What do election officers do? 
Election officers set up the precinct for the election including making sure equipment is operating properly and signage is put in place. On Election Day, they check in voters, distribute ballots, and provide assistance in using the voting machines. At the end of Election Day, election officers will tabulate results and clean up the polling place.

Are election officers paid?
Yes, election officers receive $175 for each election day worked. Each precinct also has a Chief and Assistant Chief Election Officer. Chiefs are paid $230, and Assistant Chiefs receive $200. Election Officers must work at least one general election before being considered for Chief or Assistant Chief positions.
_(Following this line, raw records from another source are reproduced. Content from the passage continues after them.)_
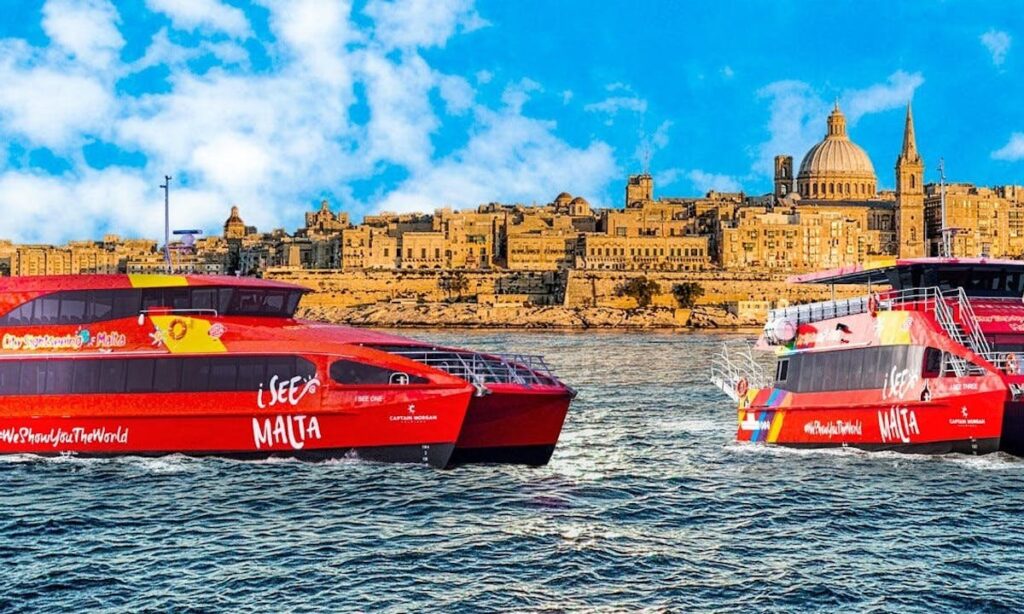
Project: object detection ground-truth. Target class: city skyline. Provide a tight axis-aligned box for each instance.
[0,0,1024,243]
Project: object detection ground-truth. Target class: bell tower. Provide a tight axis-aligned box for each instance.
[896,102,928,258]
[775,156,793,199]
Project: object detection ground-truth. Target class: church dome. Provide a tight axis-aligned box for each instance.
[797,103,878,201]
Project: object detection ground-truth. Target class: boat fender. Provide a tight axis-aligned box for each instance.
[167,317,188,341]
[736,378,750,397]
[1002,352,1021,376]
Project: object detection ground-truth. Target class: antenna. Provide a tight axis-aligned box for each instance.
[640,118,651,175]
[160,175,171,273]
[939,158,959,258]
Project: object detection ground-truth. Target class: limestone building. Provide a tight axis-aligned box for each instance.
[790,102,878,201]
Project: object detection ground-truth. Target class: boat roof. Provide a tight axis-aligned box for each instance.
[787,258,1024,286]
[0,274,309,293]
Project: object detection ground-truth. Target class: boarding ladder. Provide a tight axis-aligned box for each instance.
[711,341,772,402]
[879,287,991,378]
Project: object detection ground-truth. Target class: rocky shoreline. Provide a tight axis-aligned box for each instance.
[297,303,761,332]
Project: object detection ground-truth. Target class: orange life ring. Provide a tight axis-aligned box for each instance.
[167,317,188,341]
[1002,352,1021,376]
[736,378,750,397]
[867,292,879,317]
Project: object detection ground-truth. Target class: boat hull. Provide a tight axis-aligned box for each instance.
[736,385,1006,454]
[0,387,471,468]
[452,385,572,466]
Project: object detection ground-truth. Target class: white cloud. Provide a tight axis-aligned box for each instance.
[980,29,1013,67]
[0,169,159,243]
[0,0,618,243]
[502,79,544,113]
[686,169,743,192]
[378,109,618,212]
[583,96,647,116]
[754,81,828,176]
[43,0,125,69]
[364,0,487,48]
[128,28,249,73]
[361,53,439,169]
[263,0,364,89]
[0,57,116,150]
[145,0,252,38]
[438,75,476,115]
[992,132,1024,162]
[844,71,925,124]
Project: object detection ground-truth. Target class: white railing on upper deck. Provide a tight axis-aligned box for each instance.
[765,287,992,376]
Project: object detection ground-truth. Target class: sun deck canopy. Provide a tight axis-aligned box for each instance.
[788,258,1024,298]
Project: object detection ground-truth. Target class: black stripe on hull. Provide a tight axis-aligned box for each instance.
[8,443,455,469]
[999,403,1024,456]
[769,437,1000,454]
[451,444,555,467]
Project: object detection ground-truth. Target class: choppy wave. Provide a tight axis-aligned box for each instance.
[0,332,1024,612]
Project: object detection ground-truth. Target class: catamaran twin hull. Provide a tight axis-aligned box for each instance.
[0,275,574,467]
[713,259,1024,454]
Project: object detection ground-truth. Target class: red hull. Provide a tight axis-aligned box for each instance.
[0,389,471,467]
[452,385,572,465]
[736,389,1006,453]
[0,275,571,467]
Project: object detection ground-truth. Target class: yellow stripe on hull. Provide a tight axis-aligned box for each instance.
[128,274,188,288]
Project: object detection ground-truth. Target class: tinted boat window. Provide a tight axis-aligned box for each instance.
[209,360,239,391]
[0,287,302,326]
[72,360,100,393]
[18,360,46,394]
[153,358,181,392]
[0,355,316,396]
[33,297,60,324]
[96,359,125,392]
[775,346,925,392]
[0,360,22,394]
[59,295,89,324]
[331,360,428,385]
[46,360,75,394]
[125,359,155,392]
[181,358,210,390]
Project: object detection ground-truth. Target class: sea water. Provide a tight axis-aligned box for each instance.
[0,331,1024,612]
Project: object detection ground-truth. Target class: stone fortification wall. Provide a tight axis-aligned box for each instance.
[564,271,866,307]
[265,269,564,307]
[266,269,865,309]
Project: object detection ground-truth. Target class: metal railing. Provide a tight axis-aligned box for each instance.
[710,341,774,402]
[369,346,571,393]
[765,287,991,364]
[768,297,867,324]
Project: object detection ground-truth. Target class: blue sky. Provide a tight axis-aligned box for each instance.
[0,0,1024,242]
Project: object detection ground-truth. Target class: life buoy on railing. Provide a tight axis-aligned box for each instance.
[167,317,188,341]
[867,292,879,317]
[736,378,750,397]
[1002,352,1021,376]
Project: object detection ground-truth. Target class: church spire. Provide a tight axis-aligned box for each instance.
[899,102,921,161]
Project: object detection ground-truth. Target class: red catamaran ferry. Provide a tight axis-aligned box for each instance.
[712,258,1024,455]
[0,275,575,467]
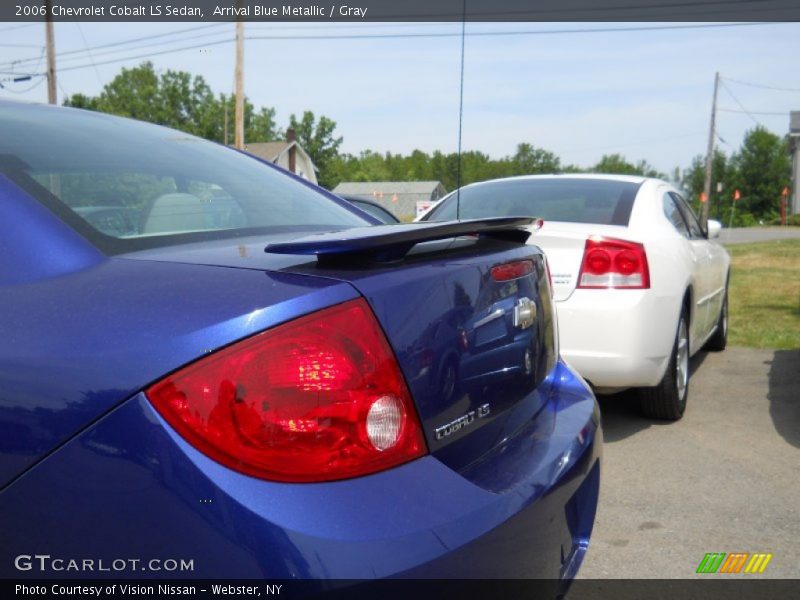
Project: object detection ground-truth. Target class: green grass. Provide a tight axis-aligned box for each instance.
[727,239,800,350]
I want to work early voting. How do I do that?
Early voting work is limited and election officers will be surveyed prior to each election for availability to assist. Number of locations, hours, and staff needed can vary from election to election. The best way to be eligible is to apply and work an election to gain experience. Experienced election officers are the most likely individuals to be selected to serve during early voting.

Do I have to live in Arlington County?
No, as long as you are a registered voter in Virginia, you can serve as an election officer in Arlington. We would encourage you to work the elections in your local jurisdiction, but sometimes we have special elections when other nearby jurisdictions do not and we draw upon workers from those jurisdictions if needed.